I'm attempting to use distinct for FLT.vehicle_no, but get the following from line 20:
16 proc sql;
17 create table InstallDate as
18 SELECT
19 FLT.vehicle_header,
20 distinct(FLT.vehicle_no),
21 FLT.occur_date,
22 FLT.FAULT_CODE,
23 FLT.FAULT_DESCRIPTION,
24 datepart(min(FLT.occur_date)) as sw_install_date format date9.
25 /*min(FLT.occur_date) as sw_install_date format dtdate9.*/
26 FROM RMDEOAP.GETS_DW_EOA_FAULTS FLT
27 WHERE
28 FLT.vehicle_header = 'NS' and
29 datepart(FLT.occur_date) between '01Sep2016'd and datetime()
30 /*FLT.occur_date between '25Jul2017:00:00'dt and datetime()*/
31 group by FLT.vehicle_no
32 ;
NOTE: No CMP or C functions found in library work.userfuncs.
ERROR: Function DISTINCT could not be located.
If you only want one observation per VEHICLE_NO then tell SQL that.
proc sql;
create table InstallDate as
SELECT FLT.vehicle_no,
, min(FLT.occur_date) as sw_install_date format dtdate9
FROM RMDEOAP.GETS_DW_EOA_FAULTS FLT
WHERE FLT.vehicle_header = 'NS'
and datepart(FLT.occur_date) between '01Sep2016'd and today()
group by FLT.vehicle_no
;
quit;
You can add other variables, but if they are not 1 to 1 with VEHICLE_NO then they will cause you to get more observations.
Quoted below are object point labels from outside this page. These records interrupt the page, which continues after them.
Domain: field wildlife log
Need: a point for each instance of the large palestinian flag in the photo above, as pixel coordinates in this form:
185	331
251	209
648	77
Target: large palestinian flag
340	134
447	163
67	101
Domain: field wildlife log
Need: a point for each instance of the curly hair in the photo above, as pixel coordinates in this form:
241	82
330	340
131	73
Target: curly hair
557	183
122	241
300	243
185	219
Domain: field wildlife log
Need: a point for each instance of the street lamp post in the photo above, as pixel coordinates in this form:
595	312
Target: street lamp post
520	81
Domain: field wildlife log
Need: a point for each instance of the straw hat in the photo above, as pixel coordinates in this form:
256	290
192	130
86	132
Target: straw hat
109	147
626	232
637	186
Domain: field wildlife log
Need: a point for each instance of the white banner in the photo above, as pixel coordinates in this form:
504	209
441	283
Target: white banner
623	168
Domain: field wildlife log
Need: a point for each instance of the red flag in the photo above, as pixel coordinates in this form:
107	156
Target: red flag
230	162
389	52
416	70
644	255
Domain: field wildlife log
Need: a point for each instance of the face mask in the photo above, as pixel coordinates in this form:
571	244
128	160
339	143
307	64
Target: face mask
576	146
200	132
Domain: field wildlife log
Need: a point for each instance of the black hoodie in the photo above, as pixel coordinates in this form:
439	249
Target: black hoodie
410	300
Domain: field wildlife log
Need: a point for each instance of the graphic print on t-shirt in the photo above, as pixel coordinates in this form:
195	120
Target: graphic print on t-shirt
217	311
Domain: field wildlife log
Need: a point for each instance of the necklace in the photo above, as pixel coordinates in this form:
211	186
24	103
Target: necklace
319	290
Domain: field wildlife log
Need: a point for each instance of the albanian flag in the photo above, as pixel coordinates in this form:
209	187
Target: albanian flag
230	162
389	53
In particular if you add variables that are neither listed in the GROUP BY clause or are aggregate functions like MIN() then SAS will happlily remerge your aggregate variables back onto all of the input data and return that.
remove the parenthesis around distinct. It's not a function
novinosrin,
Thanks for the quick response. I tried your suggestion and got the following:
16 proc sql;
17 create table InstallDate as
18 SELECT
19 FLT.vehicle_header,
20 distinct FLT.vehicle_no,
___
22
ERROR 22-322: Syntax error, expecting one of the following: !, !!, &, (, *, **, +, ',', -, /, <, <=, <>, =, >, >=, ?, AND, BETWEEN,
CONTAINS, EQ, EQT, FROM, GE, GET, GT, GTT, LE, LET, LIKE, LT, LTT, NE, NET, OR, ^=, |, ||, ~=.
21 FLT.occur_date,
22 FLT.FAULT_CODE,
23 FLT.FAULT_DESCRIPTION,
24 datepart(min(FLT.occur_date)) as sw_install_date format date9.
25 /*min(FLT.occur_date) as sw_install_date format dtdate9.*/
26 FROM RMDEOAP.GETS_DW_EOA_FAULTS FLT
27 WHERE
28 FLT.vehicle_header = 'NS' and
29 datepart(FLT.occur_date) between '01Sep2016'd and datetime()
30 /*FLT.occur_date between '25Jul2017:00:00'dt and datetime()*/
31 group by FLT.vehicle_no
32 ;
NOTE: PROC SQL set option NOEXEC and will continue to check the syntax of statements.
33 quit;
Distinct is used without parethasis, like:
select distinct FLT.vehicle_header, FLT.vehicle_no, ...
Like @Shmuel mentioned Distinct is a keyword that follows select statement "select clause" immediately. It picks unique combinations of columns that write in the select clause.
For example- it should flow like
Select distinct var1, var2, var3..............
and not select var1 distinct..............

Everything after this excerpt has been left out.